This study has been terminated.
(Slow accrual)
Information provided by (Responsible Party):
Shishir Kumar Maithel, Emory University Identifier:
First received: July 23, 2010
Last updated: August 19, 2016
Last verified: August 2016

The purpose of this study is to investigate if the investigators can use a specific marker in the pancreatic tumor itself to determine which patients will benefit from receiving combination chemotherapy of gemcitabine and cisplatin after undergoing resection of a pancreatic cancer.

The investigators will also investigate if there is any benefit to receiving both chemotherapy drugs as opposed to only gemcitabine after undergoing complete resection of the tumor.

Condition Intervention Phase
Pancreatic Neoplasms
Pancreatic Cancer
Drug: Gemcitabine
Drug: Cisplatin
Phase 2

Study Type: Interventional
Study Design: Intervention Model: Single Group Assignment
Masking: Open Label
Primary Purpose: Treatment
Official Title: Gemcitabine/Cisplatin for Resected Pancreas Cancer: Establishing the Role of Excision Repair Cross Complementation Gene 1 (ERCC1) in Treatment Decision

Resource links provided by NLM:

Further study details as provided by Emory University:

Primary Outcome Measures:
  • Recurrence-free Survival as Measured by CT Scan [ Time Frame: Every 3 months and then every 6 months for 2 more years after resection ]
    Clinical data were prospectively collected. Staging was performed using 7th American Committee on Cancer criteria. Patients were followed by radiologic evaluation (CT or MRI) and carbohydrate antigen 19-9 (CA19-9) every 3 months for the first 3 years after resection to assess for recurrence. Subsequently, patients underwent imaging every 6 months.
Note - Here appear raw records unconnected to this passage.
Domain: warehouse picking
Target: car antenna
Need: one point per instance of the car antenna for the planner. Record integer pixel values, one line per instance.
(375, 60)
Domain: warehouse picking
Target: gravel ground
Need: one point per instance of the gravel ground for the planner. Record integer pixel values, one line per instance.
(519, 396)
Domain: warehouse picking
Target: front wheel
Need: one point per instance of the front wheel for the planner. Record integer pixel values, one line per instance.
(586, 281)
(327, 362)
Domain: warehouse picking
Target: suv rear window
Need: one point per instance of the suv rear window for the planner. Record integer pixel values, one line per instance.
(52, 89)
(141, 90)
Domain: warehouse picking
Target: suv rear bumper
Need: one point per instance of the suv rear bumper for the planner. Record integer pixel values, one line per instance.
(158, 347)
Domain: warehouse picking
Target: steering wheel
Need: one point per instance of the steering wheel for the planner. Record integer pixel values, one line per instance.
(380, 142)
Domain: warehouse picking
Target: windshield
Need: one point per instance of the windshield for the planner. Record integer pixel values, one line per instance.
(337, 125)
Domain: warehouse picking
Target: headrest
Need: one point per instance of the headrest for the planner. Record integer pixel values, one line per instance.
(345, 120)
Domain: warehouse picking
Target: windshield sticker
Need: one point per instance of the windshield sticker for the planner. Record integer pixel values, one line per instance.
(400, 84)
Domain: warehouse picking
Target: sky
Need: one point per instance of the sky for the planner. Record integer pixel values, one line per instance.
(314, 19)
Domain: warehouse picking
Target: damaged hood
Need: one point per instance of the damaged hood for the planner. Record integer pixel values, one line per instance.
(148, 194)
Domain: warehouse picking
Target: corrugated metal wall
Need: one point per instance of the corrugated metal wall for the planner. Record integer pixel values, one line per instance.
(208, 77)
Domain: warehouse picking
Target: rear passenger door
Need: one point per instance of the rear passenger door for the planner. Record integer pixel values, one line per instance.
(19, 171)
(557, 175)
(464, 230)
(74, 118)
Secondary Outcome Measures:
  • Immunohistochemistry to Determine Status of Excision Repair Cross Complementation Gene-1 (ERCC1) Expression [ Time Frame: At the time of resection ]
    To determine the level of ERCC1 expression, formalin-fixed, resected tumors were stained with anti-ERCC1 monoclonal antibody (clone 8F1; Neomarkers, Fremont, CA, USA) using the Dako Autostainer (Ft. Collins, CO). The percentage and intensity of fine granular nuclear staining were graded by a single pathologist. Percentage of staining was categorized into the following groups: 0 ≤ 1%; 1 = 1-10%; 2 = 11-50%; 3 = 51-100%. Staining intensity was scored as follows: 0 = none; 1 = weak; 2 = moderate; 3 = strong. Subsequently, an overall score to dichotomize the expression level to low or high was calculated: [(1+intensity score)/3]*percentage score. An overall score ≤ 2 was considered low ERCC1 expression, and > 2 was high ERCC1 expression.

Enrollment: 25
Study Start Date: July 2010
Study Completion Date: July 2015
Primary Completion Date: July 2015 (Final data collection date for primary outcome measure)
Arms Assigned Interventions
Experimental: Gemcitabine / Cisplatin
Single arm study. All patients will receive gemcitabine and cisplatin as adjuvant therapy.
Drug: Gemcitabine

Standard of care chemotherapy and dosage

Dose - 1000 mg/m²

Schedule - Days 1 and 15; Q 28 days

Other Name: Gemzar
Drug: Cisplatin

Dose - 50 mg/m²

Schedule - Days 1 and 15; Q 28 days

Other Name: Platinol

Detailed Description:
The study will specifically be looking at ERCC1 expression in pancreas cancer with regards to its prognostic and predictive value as a biomarker for patients receiving Gem / Cis as adjuvant therapy after resection.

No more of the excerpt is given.